Support Business Continuity by Centralizing Key Vendor Data

Business continuity management has been a major focus of every company during the COVID-19 pandemic. Having fast access to the right data has been critical to making informed, timely decisions.

Unfortunately, many companies are getting a reality check as they find it difficult to locate and report on important information about their critical vendors; that is, those who support key areas of operations, technology and infrastructure. They are finding it time-consuming and sometimes challenging to answer questions like:

  • Who are our critical vendors and which areas of our operations do they support?
  • Where are our contracts with those vendors and what exposure do we have?
  • Does the vendor have sensitive data we need to worry about?
  • Do these vendors have business continuity plans? When was the last time we evaluated them?
  • Do we have contingency plans of our own?
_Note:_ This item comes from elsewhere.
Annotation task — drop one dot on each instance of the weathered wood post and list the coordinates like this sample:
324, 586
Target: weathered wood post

What is our fallback if the vendor can’t perform?

Centralizing key data on your vendors and contracts is no longer a nice-to-have.  It’s a must.  Now is the perfect time to organize and review vendor data to ensure it’s both accurate and complete.  If you don’t have time for a full data scrub, here are seven categories of information about your vendors that I recommend you focus.
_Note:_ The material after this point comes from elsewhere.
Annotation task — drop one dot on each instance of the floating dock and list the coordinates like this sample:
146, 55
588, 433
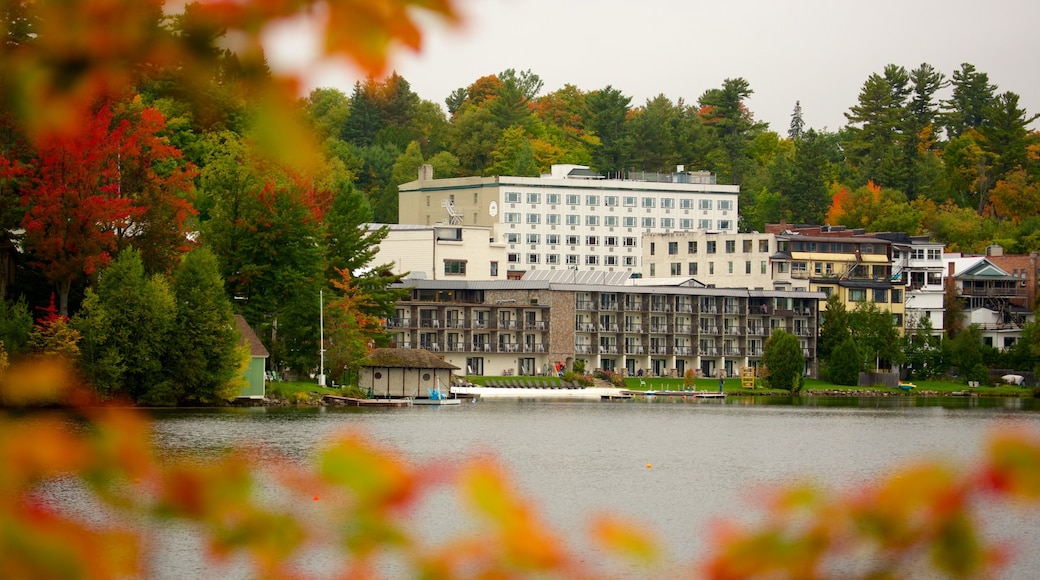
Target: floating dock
681, 394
  1. Vendor Profiles. Review and update the inventory of your active vendors, and ensure you have at least basic profiles for all key vendors. This includes name, addresses, website, EIN, parent company (if applicable) and primary locations servicing your company.  Knowing where your vendors operate has never been more important for business continuity planning than during this pandemic.
  2. Key Contacts. While this seems basic, many companies are having big problems with finding the right contacts at their vendors.  The biggest problems have been with old information (i.e. the contact person has changed), or limited information (i.e. they only have the salesperson when they need someone from IT or operations.)  Make sure you have current information for all of your key contacts.
  3. Service Categories and Descriptions. Many vendors provide multiple services through multiple contracts.  Make sure your vendor database identifies all of the services provided by each vendor, preferably tagged by common ‘IT’, ‘Telecommunications’, ‘Call Center’.  This will make it easy for you to quickly find vendors, run reports and manage risks and operational issues on a category-by-category basis.
  4. Contractual Documents and Profiles. If you still have vendor contracts scattered across different databases, folders and file cabinets, now is the time to clean them up.  Your contractual documents need to be in one, central system so they can be accessed quickly from anywhere.  Further, you need to maintain profiles for each of your contracts so you can quickly run reports on data such as termination provisions, breach notifications and service level agreements.
  5. Critical Vendors. The pandemic has highlighted the importance of being able to quickly identify and perform outreach to your most critical vendors.  These vendors should be tagged in your vendor management system so you can quickly identify them to evaluate operational risks and business continuity.  These are also the vendors you should be monitoring continuously.
  6. Contingency Plans Knowing who your critical vendors are is important, but having contingency plans in place for each of them is what you really need when things go south.  Ensure each of your critical vendors has a contingency plan, and that those plans are reviewed at least annually and stored in the system with the vendor’s record.
  7. Vendors with Access to Nonpublic Information. Crises bring out the worst in people, and this pandemic is no different.  With millions of employees now working remotely, hackers are taking advantage of the situation.  Data security doesn’t take a break during a pandemic.  Make sure you know which vendors have access to your data so you can provide the appropriate due diligence and oversight to ensure it stays protected.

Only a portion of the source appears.